Thursday, October 13, 2011

The Weakest Link Is A High Stakes Game Show

A Chief Information Officer should have responsibilities at three levels. You enable and support  the business operationally. As a true partner, you work with the business day to day. But as a C level executive you must also help drive the business through innovation, new offerings and go to market strategies.

Of course you can't focus on tactical or strategic issues unless you have a sound, smooth and reliable operation in place. The recent outages with Blackberry service reminded me of how important it is to have a properly designed physical infrastructure. You can't build a skyscraper on sand.

When high reliability is required, as in the case of critical systems, extra steps must be taken to ensure they are always available. You can use this simple principle as your guide. Any system will only be as reliable as the weakest component in the path from the keyboard to the application. In other words, you must consider the probability of failure in each and every element in the both the physical and logical path data takes from end to end.

A quick examination of your infrastructure should reveal single points of failure.
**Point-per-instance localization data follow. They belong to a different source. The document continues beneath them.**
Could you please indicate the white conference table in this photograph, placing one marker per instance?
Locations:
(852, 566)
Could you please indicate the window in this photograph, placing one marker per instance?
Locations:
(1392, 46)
These must be addressed first. Having two switches, two routers, two firewalls and one high speed link to the internet will only guarantee minimal probability of failure inside your shop. If the one line goes down all the other redundancy is worthless. This is obvious, but you would be surprised how often the single point of failure is overlooked or tolerated for budget reasons.

Once the single points of failure have been mitigated or at least noted, the balance of the infrastructure has to be tested component by component. Ideally, you should be able to virtually pull the power or network cable from one box at a time and have no one notice. This is true real time fail over.

Not many companies can truly justify or afford total redundancy. However, today it is possible to purchase backup services and spare capacity on demand through cloud service providers. Where high reliability is desired, multiple components with complex fail-over logic will have to be put in place and regularly tested.

Testing is crucial, and, ironically, another often overlooked or deferred task. While RIM had a backup unit in place the fail-over did not happen and ultimately this caused the outage. I bet today someone will be reviewing their design, test procedures and logs.

You should take a moment to ask when was the last time someone pulled a power cord or network cable in you shop (on purpose) and what was the result. Are you prepared or will that single point of failure or logical design flaw suddenly decide to make itself known at a potentially embarrassing or even career limiting moment?